Como se esperaba, el Comité Federal de Mercado Abierto (FOMC) no anunció un cambio importante en la política monetaria después de la reunión de julio. La declaración de la Fed sólo incluyó cambios mínimos para reflejar la recuperación económica observada en mayo y junio, mientras que durante la conferencia de prensa, el Presidente de la Fed, Jerome Powell, subrayó la importancia de la trayectoria de la pandemia en EEUU en las perspectivas económicas, señalando el preocupante ritmo de propagación del virus y la pérdida de impulso económico evidente en los indicadores de mayor frecuencia de gasto y contratación de los consumidores en julio.

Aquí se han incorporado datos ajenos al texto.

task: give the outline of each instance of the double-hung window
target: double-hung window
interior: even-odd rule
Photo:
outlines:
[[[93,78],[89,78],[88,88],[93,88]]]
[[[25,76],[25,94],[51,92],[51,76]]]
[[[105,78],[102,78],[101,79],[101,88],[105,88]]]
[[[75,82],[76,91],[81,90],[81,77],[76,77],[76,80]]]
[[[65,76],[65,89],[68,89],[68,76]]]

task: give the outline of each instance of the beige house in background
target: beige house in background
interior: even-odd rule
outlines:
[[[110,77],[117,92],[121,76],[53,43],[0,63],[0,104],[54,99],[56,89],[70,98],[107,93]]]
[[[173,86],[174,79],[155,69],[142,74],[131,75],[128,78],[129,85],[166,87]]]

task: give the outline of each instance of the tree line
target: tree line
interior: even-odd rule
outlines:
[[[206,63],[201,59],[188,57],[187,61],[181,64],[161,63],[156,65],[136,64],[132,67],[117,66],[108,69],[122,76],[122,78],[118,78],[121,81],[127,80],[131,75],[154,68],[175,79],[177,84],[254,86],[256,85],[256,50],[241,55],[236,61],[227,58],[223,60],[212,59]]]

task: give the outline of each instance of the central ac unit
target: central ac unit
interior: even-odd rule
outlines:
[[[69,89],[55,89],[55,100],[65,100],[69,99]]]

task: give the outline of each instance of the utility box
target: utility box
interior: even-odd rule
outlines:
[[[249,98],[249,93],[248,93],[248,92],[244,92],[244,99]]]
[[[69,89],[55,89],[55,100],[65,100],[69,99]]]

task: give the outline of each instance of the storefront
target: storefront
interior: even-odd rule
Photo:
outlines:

Desde la última reunión del FOMC, ha habido dos acontecimientos económicos principales. En primer lugar, el aumento de los nuevos casos de COVID-19 y de las hospitalizaciones en diversas regiones de los Estados Unidos ha acompañado a una pérdida de impulso económico, que comenzó en julio. Y segundo, el tamaño probable de un paquete de estímulo fiscal adicional ha crecido – ahora esperamos que el Congreso apruebe otros 1,5 a 2 billones de dólares en apoyo económico adicional. Estos dos factores tienen implicaciones compensatorias para las perspectivas de crecimiento a corto plazo, lo que apoya la decisión de la Reserva Federal de ser paciente en la reunión de julio y esperar una mayor claridad.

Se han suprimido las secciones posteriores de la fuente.